In keeping with Bank Negara Malaysia’s overnight policy rate (OPR) of 2.25 percent, the Fed’s current federal base rate is in the target range of 2.25 percent to 2.50 percent. The Fed rate and Bank Negara rate stay unchanged, which will cause the ringgit to lose value as it becomes more globally competitive and more appealing to the US dollar.

The ringgit has reportedly risen to a level of 4.4530 against the US dollar and 3.2197 against the Singapore dollar, according to data from Bank Negara.

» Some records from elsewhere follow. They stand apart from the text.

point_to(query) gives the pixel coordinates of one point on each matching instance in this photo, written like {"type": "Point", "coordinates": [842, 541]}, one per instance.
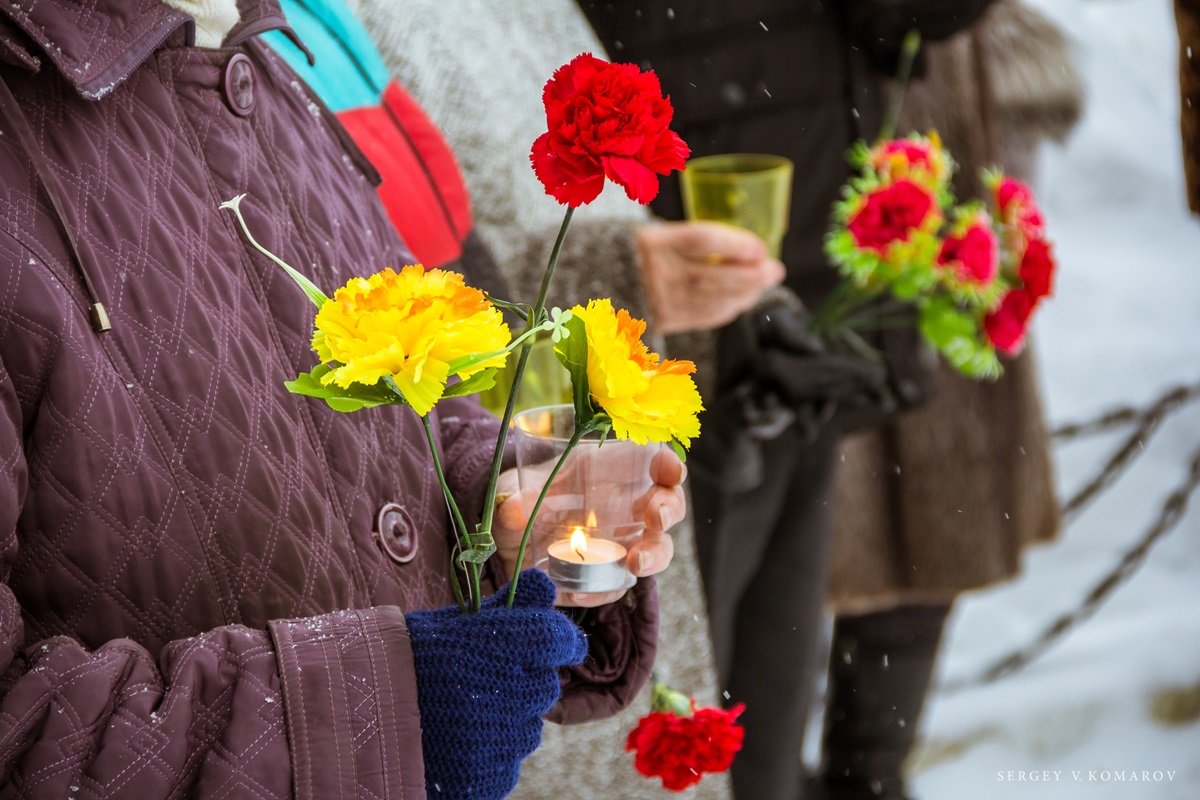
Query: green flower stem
{"type": "Point", "coordinates": [459, 522]}
{"type": "Point", "coordinates": [519, 373]}
{"type": "Point", "coordinates": [909, 50]}
{"type": "Point", "coordinates": [580, 432]}
{"type": "Point", "coordinates": [666, 699]}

How will Malaysia be impacted by the Fed’s ongoing interest rate hikes? Here is a look at how rising U.S. interest rates are affecting developing markets.

1. Ringgit value decline

Rising interest rates are an indication of currency strength because foreign investors will be drawn to US dollar assets. As a result, depositors will convert their money from other nations with lower interest rates into US dollars and transfer it to US local banks. the rate of exchange upward. The ringgit has declined significantly in value relative to the US dollar as a result of the Federal Reserve’s three interest rate increases; currently, one US dollar is worth approximately 4 ringgit 46 sen.

2. The exodus of foreign funds from developing markets

Increased interest rates in the US led to a significant outflow of money from emerging markets to the US. This suggests that if interest rates rise in the US, the Malaysian stock market will experience an oversold condition. The stock market in my own nation has similarly been ranging between 1410 and 1470 since the Fed increased interest rates.

3. Put more pressure on the nation to repay its debt.

Generally speaking, increases in US interest rates will result in a boom in the US currency, which will put countries who fail on US dollar loans under a lot of pressure to repay their debt.

4. Costs associated with imports rise.

The ringgit and other Asian currencies may start another devaluation war due to the strengthening US dollar. Businesses who buy raw materials and production equipment in US dollars will have more difficulties running their businesses. Additionally, the increase in the cost of foreign gasoline could result in price increases for domestic fuel, electricity, natural gas, and even name-brand luggage and designer clothing.

5. Gold is losing value as commodities decline in price.

US dollar-denominated commodities, such as raw materials, minerals, metals, and energy, will be impacted by the US dollar’s sharp climb.